Molto più che semplice filosofia...
Tutto questo pare molto filosofico? Tutt’altro! è semplicemente un modo per inquadrare in maniera diversa come scegliamo di interpretare la nostra vita: se lo facciamo in modo non autentico siamo delle comparse in un copione scritto e gestito da altri; se lo facciamo con autenticità (sia nella forma soggettiva, ma soprattutto in quella oggettiva) ci rendiamo protagonisti della nostra vita, facciamo della consapevolezza e dell’azione uno strumento di vita che ci da la forza di esprimerci e questa forza viene dal pensare e agire per qualcosa ben più grande di noi; un qualcosa di collettivo rispetto al quale possiamo dare il nostro unico, originale ed imprescindibile contributo.
Gioco ‘in difesa’ e gioco ‘in attacco’...
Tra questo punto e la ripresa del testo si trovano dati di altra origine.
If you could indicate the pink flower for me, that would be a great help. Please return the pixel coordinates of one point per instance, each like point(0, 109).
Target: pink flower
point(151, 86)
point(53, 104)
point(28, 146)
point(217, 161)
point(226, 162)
A mio parere, secondo questa costruzione teorica e pratica, la vita non autentica è quella vissuta ‘in difesa’: in balia delle circostanze, sempre attenti a come ci esprimiamo per non osare troppo e finire vittime delle stesse e per questo spesso inconsapevoli delle nostre reali potenzialità' e manchevolezze. Tutto questo parte dalla convinzione che abbiamo un controllo praticamente nullo sul nostro destino. La vita autentica è invece quella vissuta ‘in attacco’: basata sul conoscere se stessi ed esprimere il meglio che abbiamo dentro nell’interesse e per il bene non solo proprio ma anche altrui. E' da questa prospettiva che ci sentiamo sempre e comunque forti: viviamo la vita da quello spuntone di roccia che ci permette di essere realmente consapevoli protagonisti delle dinamiche di incertezza, cambiamento e complessità' che ci circondano. Proprio a questa forza, tratta dall’autenticità, si riferiscono i concetti di bene comune, verità e giustizia a cui Mancuso fa richiamo.
Un quesito per tutti noi
Ciò' che dovrebbe far riflettere e' che tutto questo non e' filosofia bensì un forte invito alla consapevolezza di se: avere il coraggio di guardarci veramente allo specchio per come siamo e andando ancora più' nel profondo alla ricerca di quanto più' buono e positivo sia presente in noi. Successivamente compiere un passo fondamentale: esprimerlo, anche se le circostanze e il sistema socio-culturale in cui siamo inseriti ce lo sconsiglia o ci pone delle barriere.
Le tesi di Mancuso sull’autenticità rappresentano per tutti noi un guanto di sfida sul tema: è ancora sostenibile non vivere la vita in modo veramente autentico? Noi stessi come individui, la società nel suo complesso e le nostre aziende sempre più immerse in cambiamenti ed incertezze globali, non solo hanno bisogno di una risposta a questo quesito, ma soprattutto dell’azione che ne deve conseguire.